Rosalina Gomez is a $13-an-hour janitor who cleans the U.S. Bancorp executive offices every night.
Last week, Gomez tried to meet with Richard Davis, U.S. Bancorp's chief executive, to ask him to halt the foreclosure of her Minneapolis duplex and to give her family a mortgage that reflects its reduced valuation and their ability to pay.
Gomez, 49, was preparing to deliver a letter at a banquet honoring Davis. Bank officials persuaded her not to interrupt the luncheon and instead to meet with U.S. Bancorp's Twin Cities manager. She did.
After conferring with executives at J.P. Morgan Chase, which also has a role in the Gomez mortgage, U.S. Bancorp agreed to a two-month extension of the March 11 date by which Rosalina and Hector Gomez and their teenage son were to be evicted from their duplex.
"I want Richard to help my family keep our home," Rosalina said through an interpreter last week. "But we need a payment we can afford. The house was valued at more than $200,000 in 2006. And now it is valued at $65,000."

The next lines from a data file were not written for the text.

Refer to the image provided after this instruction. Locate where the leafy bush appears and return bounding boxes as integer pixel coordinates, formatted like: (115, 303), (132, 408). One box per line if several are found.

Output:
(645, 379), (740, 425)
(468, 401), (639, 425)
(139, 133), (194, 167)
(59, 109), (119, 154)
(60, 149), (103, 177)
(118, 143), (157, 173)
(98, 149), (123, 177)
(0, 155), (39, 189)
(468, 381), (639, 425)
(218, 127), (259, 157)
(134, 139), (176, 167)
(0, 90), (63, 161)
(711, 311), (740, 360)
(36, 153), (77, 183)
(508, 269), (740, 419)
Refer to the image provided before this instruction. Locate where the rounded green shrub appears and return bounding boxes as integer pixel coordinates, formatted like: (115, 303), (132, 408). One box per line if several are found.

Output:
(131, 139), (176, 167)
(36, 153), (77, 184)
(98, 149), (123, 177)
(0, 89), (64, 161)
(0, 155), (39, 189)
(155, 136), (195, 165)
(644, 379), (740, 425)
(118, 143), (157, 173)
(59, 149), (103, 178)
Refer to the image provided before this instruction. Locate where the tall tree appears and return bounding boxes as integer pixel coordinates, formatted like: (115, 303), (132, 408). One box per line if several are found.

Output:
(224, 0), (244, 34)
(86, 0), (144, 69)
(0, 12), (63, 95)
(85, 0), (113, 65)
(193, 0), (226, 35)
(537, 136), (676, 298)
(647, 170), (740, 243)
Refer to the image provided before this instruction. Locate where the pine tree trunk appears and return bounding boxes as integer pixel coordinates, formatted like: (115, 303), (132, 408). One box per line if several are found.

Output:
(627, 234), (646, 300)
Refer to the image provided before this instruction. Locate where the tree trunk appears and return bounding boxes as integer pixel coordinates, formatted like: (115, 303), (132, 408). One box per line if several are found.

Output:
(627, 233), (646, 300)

The Gomez situation offers a window into how the mortgage boom, fueled by cheap money, vulnerable borrowers, con artists, lax regulators and loose lenders, nearly flattened the U.S. economy. It also illustrates how difficult it is to untangle the mortgage web even after a borrower has gotten the attention of the CEO.
U.S. Bancorp officials told me they have little power to intercede. The Minneapolis bank is the trustee for investors who own the mortgage.
"We didn't originate the loan, we didn't service it and we didn't place that property in foreclosure," U.S. Bancorp spokesman Steve Dale said. "We did find out that Chase was the servicer of the loan. We helped Mrs. Gomez and her husband get an extension. And they get 60 extra days to make up their minds what to do."